Mehrsprachigkeit und Muslimische Gelehrte

Von Mohammad Yousuf[1]

Ich hatte die Ehre, Fuat Sezgin zu treffen, einen renommierten arabisch-islamischen Wissenschaftler, der aus der Türkei stammte, aber in Frankfurt lebte und arbeitete. Ich habe ihn Ende der 70er Jahre in Frankfurt getroffen, um die Möglichkeit einer Promotion unter seiner Anleitung zu besprechen. Leider konnte ich es nicht tun, als ich kurz darauf Deutschland verließ.

Sezgin starb im Juni 2018 im reifen Alter von 94 Jahren in Istanbul. Seine bekannteste Publikation ist die 17-bändige „Geschichte des Arabischen Schrifttums“ bis zum 11. Jahrhundert. Dieses umfangreiche Werk enthält nicht nur Werke über Koran, Hadith und Fiqh, sondern auch über Wissenschaften wie Mathematik, Astronomie, Medizin usw. Er gründete das Institut für Geschichte der Arabisch-Islamischen Wissenschaften in Frankfurt, das heute die weltweit umfassendste Sammlung von Texten zur Geschichte der arabisch-islamischen Wissenschaft beherbergt. Die sprachlichen Fähigkeiten von Sezgin waren bemerkenswert. Er kannte mehr als 20 Sprachen, darunter Syrisch, Hebräisch, Latein, Arabisch, Deutsch, Englisch usw.

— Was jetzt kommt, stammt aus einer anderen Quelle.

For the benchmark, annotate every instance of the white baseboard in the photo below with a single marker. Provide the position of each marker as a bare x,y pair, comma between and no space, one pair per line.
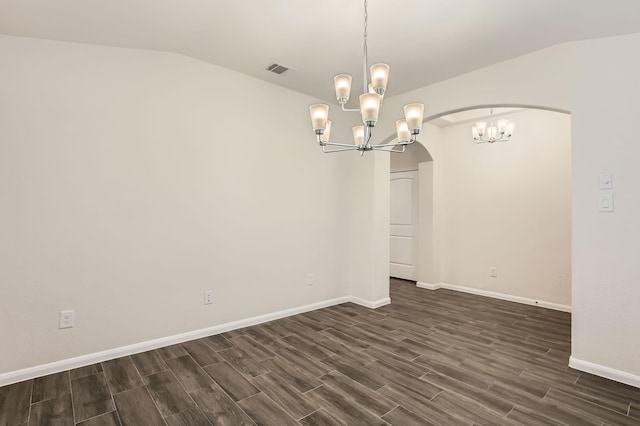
606,372
501,296
81,361
373,304
427,286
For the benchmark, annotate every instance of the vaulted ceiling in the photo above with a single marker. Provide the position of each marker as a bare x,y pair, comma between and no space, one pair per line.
424,41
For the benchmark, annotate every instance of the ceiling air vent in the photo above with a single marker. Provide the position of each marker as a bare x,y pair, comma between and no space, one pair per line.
277,68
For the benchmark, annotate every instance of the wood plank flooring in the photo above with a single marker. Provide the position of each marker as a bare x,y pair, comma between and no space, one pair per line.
429,358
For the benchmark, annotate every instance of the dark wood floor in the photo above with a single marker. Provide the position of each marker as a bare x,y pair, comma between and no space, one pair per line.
431,357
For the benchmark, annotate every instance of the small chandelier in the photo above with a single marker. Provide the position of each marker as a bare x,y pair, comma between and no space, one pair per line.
370,101
500,133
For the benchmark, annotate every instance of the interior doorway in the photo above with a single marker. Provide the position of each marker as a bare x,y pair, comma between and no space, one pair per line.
498,211
405,211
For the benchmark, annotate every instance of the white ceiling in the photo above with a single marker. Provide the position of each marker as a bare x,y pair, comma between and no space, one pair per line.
424,41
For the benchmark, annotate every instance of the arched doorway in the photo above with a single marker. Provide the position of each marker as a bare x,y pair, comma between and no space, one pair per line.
410,212
501,223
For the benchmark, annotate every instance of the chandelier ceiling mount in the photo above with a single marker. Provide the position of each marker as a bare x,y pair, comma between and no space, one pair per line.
407,129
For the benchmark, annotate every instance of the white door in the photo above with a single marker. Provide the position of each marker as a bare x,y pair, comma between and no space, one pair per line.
404,225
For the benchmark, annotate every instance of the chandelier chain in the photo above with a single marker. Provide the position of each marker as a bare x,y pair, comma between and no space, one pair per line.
365,59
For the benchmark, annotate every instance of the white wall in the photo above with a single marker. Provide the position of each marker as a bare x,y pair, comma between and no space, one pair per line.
508,205
130,183
595,80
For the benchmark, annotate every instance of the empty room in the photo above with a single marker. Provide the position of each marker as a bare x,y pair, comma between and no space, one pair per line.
319,213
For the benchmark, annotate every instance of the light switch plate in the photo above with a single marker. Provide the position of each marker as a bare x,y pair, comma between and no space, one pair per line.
606,203
606,181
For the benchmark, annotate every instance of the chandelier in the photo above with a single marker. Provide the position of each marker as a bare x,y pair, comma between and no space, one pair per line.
370,101
500,133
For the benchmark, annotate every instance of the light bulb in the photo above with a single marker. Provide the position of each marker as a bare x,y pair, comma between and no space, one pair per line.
343,87
379,77
481,126
327,132
413,114
358,135
319,117
502,125
402,130
370,107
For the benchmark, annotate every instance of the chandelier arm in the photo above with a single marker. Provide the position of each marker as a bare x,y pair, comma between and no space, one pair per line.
350,109
329,151
389,150
337,144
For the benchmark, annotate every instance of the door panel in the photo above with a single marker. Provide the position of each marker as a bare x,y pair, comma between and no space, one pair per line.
403,227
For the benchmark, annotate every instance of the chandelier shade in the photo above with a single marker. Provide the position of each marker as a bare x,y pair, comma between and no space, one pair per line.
370,102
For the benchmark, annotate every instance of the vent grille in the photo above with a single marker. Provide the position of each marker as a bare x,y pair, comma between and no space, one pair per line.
277,68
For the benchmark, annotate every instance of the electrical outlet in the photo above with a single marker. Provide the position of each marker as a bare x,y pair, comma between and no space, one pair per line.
67,319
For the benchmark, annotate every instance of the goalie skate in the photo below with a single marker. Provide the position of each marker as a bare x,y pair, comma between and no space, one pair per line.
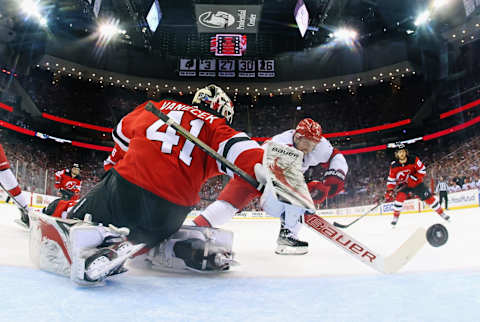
288,244
198,249
107,261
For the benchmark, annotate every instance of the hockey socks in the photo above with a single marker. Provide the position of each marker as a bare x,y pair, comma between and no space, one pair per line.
396,216
435,205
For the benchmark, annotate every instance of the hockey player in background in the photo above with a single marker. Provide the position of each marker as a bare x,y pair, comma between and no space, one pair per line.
69,182
407,173
153,180
306,137
10,185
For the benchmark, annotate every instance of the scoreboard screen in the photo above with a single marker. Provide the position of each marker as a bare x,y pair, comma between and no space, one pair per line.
228,45
227,67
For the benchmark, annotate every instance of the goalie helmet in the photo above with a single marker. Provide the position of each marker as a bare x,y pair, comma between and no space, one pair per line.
399,146
214,98
309,129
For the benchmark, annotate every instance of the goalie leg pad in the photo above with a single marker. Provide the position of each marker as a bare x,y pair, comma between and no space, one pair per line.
194,248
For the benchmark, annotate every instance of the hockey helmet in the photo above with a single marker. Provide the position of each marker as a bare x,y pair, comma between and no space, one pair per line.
309,129
399,146
214,98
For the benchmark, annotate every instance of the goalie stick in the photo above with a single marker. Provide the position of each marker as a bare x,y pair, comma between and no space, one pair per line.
23,211
389,264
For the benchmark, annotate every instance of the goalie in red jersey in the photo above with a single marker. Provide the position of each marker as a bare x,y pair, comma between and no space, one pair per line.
153,179
407,172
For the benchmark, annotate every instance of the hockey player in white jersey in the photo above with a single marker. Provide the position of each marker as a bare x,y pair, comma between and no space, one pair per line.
306,137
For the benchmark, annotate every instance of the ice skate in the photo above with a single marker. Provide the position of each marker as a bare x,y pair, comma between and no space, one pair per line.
445,216
288,244
108,261
394,221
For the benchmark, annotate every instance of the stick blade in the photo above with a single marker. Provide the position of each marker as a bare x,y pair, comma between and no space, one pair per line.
336,224
405,252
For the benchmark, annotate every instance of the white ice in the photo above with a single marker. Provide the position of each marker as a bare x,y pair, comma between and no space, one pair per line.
439,284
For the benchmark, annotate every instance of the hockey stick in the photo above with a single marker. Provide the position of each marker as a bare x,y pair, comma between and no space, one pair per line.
23,211
325,229
379,202
366,213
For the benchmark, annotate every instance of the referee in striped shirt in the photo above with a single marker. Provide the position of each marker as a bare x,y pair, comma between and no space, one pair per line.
442,190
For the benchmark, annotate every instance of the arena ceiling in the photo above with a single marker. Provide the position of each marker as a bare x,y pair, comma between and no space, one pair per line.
384,27
277,31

Ferner hatte ich das Privileg, den renommierten Islamwissenschaftler Mohammad Hamidullah aus Hyderabad zu treffen, der Indien nach der Teilung 1947 verlassen hatte und sein ganzes Leben im Exil in Paris, Frankreich, lebte. Ich traf ihn und hörte Mitte der 70er Jahre seine Vorlesungen in Aachen, die er in mehreren Sprachen gleichzeitig hielt.

Er war ein kleiner und gebrechlicher Mensch, aber sehr groß und stark in seinen Beiträgen zur Islamwissenschaft. Er war nicht verheiratet, sondern widmete sein ganzes Leben dem Islam. Er starb im Dezember 2002 im reifen Alter von 94 Jahren in Florida, USA. Hamidullah kannte über 20 Sprachen, und es wird berichtet, dass er die Thal-Sprache im Alter von 84 Jahren lernte.

Zu seinen berühmten und wichtigen Büchern gehören das „erste schriftliche Grundgesetz“ in englischer Sprache und „das Leben des Propheten“ in französischer Sprache. Er übersetzte den Koran ins Französische.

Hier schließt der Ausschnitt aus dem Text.